Guest blogger edition

Close to Townhall station and just behind the Queen Victoria Building (QVB) is a little Japanese restaurant. Hidden inside St Martins building (I think that's what the block is called) is Sakuratei. A gem not that many people used to know about but lately has been more and more popular with the lunch time work crowd.

The best dishes I've found at Sakuratei are are the Japanese curry and the ramen, so at this midday lunch break, we ordered both. The chefs are Japanese as are the wait staff which adds that air of tasty authenticity to the dishes :D


Inside the restaurant at a lunch time - quite packed with both city workers and also people who happen to be in the city and lucky enough to know about this place.
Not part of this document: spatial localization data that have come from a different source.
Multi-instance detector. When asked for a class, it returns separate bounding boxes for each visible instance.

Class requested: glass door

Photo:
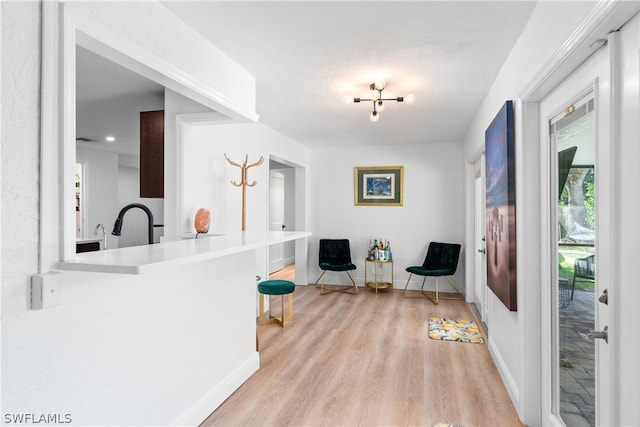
[551,93,596,426]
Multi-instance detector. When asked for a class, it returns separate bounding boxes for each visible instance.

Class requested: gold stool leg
[259,293,281,326]
[259,292,267,324]
[259,293,294,327]
[280,294,285,327]
[285,293,293,321]
[275,293,294,327]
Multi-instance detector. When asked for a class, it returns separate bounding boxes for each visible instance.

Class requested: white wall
[461,1,600,424]
[5,251,257,426]
[163,88,217,240]
[182,121,311,281]
[462,1,599,160]
[1,1,265,424]
[310,142,465,290]
[182,121,311,236]
[67,1,256,118]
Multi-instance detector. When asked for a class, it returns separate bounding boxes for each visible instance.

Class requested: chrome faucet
[94,223,106,249]
[111,203,155,244]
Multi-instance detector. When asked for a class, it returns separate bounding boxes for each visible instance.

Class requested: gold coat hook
[224,153,264,231]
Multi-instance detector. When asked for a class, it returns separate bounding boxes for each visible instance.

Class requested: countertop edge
[57,231,311,274]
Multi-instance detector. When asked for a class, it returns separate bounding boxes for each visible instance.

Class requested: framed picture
[354,166,404,206]
[485,100,517,311]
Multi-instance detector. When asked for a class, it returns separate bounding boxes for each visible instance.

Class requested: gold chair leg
[347,270,358,294]
[424,276,463,305]
[314,270,327,288]
[319,270,358,295]
[402,273,412,297]
[403,274,429,298]
[445,277,464,298]
[425,277,440,304]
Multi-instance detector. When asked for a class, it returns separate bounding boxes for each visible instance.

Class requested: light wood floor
[269,263,296,281]
[201,282,524,427]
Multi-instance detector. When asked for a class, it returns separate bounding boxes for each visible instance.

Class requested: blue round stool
[258,279,295,327]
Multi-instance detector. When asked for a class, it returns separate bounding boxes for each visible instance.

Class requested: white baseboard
[172,352,260,426]
[488,338,520,405]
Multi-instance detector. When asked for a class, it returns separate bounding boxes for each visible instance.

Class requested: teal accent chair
[314,239,358,295]
[403,242,463,304]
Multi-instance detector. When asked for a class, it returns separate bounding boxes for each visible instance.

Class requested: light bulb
[343,95,354,104]
[374,79,386,91]
[377,100,385,112]
[371,90,380,101]
[370,111,380,122]
[404,93,416,105]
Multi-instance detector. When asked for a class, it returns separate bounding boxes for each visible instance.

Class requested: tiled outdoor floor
[559,288,595,427]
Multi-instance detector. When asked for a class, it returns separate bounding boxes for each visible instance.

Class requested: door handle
[478,248,486,254]
[586,326,608,343]
[282,224,286,229]
[598,289,608,305]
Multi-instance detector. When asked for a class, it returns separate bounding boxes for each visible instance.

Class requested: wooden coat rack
[224,153,264,231]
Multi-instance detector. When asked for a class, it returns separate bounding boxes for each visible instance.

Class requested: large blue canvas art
[485,100,517,311]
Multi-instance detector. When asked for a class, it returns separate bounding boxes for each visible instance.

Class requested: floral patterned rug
[428,317,484,344]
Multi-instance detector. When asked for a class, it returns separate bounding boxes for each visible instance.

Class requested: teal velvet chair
[403,242,462,304]
[314,239,358,295]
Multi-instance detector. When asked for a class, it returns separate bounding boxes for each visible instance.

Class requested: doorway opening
[268,158,297,278]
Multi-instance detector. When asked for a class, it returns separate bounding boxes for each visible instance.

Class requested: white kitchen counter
[58,231,311,274]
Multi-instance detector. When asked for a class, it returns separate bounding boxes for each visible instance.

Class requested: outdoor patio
[559,287,595,427]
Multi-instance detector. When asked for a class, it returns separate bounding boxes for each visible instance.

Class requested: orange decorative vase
[194,208,211,233]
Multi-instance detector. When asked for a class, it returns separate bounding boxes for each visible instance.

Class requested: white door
[269,170,285,273]
[474,155,488,324]
[539,35,611,427]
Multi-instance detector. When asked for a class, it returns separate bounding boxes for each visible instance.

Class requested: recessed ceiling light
[105,136,116,143]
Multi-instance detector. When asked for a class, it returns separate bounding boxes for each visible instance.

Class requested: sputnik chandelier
[345,79,415,122]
Pork Katsu Curry - $12.50 - They have a couple of katsu options - chicken, pork and prawn. I normally get chicken katsu but this time I had a craving for the pork katsu. It was definitely a good choice. Juicy succulent pork chops coated with a crispy panko crumb batter. The mildly spicy curry was sooooo warming on a cold day, and there was plenty to it to coat all over the chicken.


Chicken katsu ramen- $11.80 - hot miso soup, half an egg, seaweed and chicken katsu. The chicken katsu was super tender but the crispiness of the pank crumbs was lost as the soup made it a bit soggy. Delicious, but may have been better had the chicken been served separately.



Outside the window, you can see the courtyard where, if it was a warm sunny day, it would be delightful to sit outside and enjoy.